Piaget já havia se debruçado sobre as fases do pensamento infantil e juvenil, sendo um dos expoentes do chamado “construtivismo”, que tira o aluno de uma posição passiva e o coloca como agente ativo a partir da sua interação com o objeto estudado. O que Ferreiro fez foi aplicar essa teoria à língua escrita.

A argentina observou que as crianças também passam por diferentes estágios previsíveis ao aprender a ler e escrever, nas quais constroem sua próprias hipóteses, e que essas fases nem sempre seguem a mesma sequência que os adultos usam para ensinar. A complexa teoria foi chamada de “psicogênese”.

Ela começou a se dedicar ao tema ainda como aluna de um dos primeiros cursos de psicologia de seu país, na Universidade de Buenos Aires (UBA), no final dos anos 1950. Só conheceu Piaget anos depois, quando se mudou para Genebra pela primeira vez, após a primeira ditadura militar argentina, em 1966.

Foi para lá com o marido, o físico e epistemologista Rolando García, com quem teria dois filhos. O casal voltou ao país natal pouco depois de ela publicar sua tese de doutorado, mas novamente teve que se exilar na Suiça, em 1977, após o governo de Isabel Perón ser derrubado por um novo golpe.

Sempre tentando entender por que havia tantas dificuldades de aprendizado na América Latina, Ferreiro quis se concentrar na sua região. Por isso, aproveitou um convite e em 1979 se instalou definitivamente na Cidade do México, onde viveu até a morte, de causa não divulgada. O marido morreu em 2012.

Ali, ela atuou principalmente como pesquisadora emérita do Sistema Nacional de Pesquisadores, um reconhecimento concedido pelo governo local, e do Centro de Pesquisa e Estudos Avançados (Cinvestav). Recebeu vários prêmios e até deu nome a um, que reconhece trabalhos na educação, ciência e sociedade.

Suas conclusões inspiraram políticas públicas em diversos estados e cidades brasileiras a partir dos anos 1980. “No Brasil, suas contribuições são equiparadas às de Paulo Freire”, escreve a bióloga Juieta Alcain, uma das criadoras do coletivo Científicas de Acá, que busca dar visibilidade a pesquisadoras argentinas.

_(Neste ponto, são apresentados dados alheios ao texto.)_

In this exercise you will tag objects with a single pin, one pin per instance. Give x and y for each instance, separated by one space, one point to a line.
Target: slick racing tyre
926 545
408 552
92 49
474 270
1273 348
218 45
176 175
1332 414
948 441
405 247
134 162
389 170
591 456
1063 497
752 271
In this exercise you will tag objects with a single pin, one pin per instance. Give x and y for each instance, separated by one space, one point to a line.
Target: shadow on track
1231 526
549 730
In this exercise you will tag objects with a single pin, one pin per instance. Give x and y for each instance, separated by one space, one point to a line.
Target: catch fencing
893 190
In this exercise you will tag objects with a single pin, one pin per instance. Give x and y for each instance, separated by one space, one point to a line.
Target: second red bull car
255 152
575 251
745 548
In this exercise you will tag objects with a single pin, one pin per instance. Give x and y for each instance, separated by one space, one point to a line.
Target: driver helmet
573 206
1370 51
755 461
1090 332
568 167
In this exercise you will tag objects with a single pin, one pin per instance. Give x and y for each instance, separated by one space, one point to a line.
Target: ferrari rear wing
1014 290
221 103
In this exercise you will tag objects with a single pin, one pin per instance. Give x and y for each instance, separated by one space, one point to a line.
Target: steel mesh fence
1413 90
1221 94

“Fiz contribuições teóricas que tiveram impacto no campo educacional, exatamente nos países onde eu queria ter impacto. Aqueles que melhor me compreenderam no Brasil, lendo-me em espanhol, foram aqueles que já tinham uma familiaridade com o pensamento de Paulo Freire”, disse Ferreiro certa vez.

Já nos anos 1990, fundou um dos seus principais projetos, a Rede Latino-Americana de Alfabetização, que viu renascer em maio, quando completou 86 anos. “Levamos em nossos ombros o legado desta gigante”, publicou o núcleo mexicano da organização de profissionais que seguem sua linha de pensamento.

Pouco se fala sobre sua vida pessoal. Reservada, ela apreciava música clássica, acompanhava política internacional e tinha orgulho de seu jardim, contou a professora Giovana Zen, atual presidente da rede e uma das últimas orientandas de Ferreiro, à organização de educação Porvir.

Perdurarão suas frases mais célebres, entre as quais “a escrita é importante na escola porque é importante fora dela, não o contrário”, e o som da salva de palmas que durou quase um minuto em sua homenagem, em 2018, ao voltar a seu país para uma conferência na Universidade de Rosário.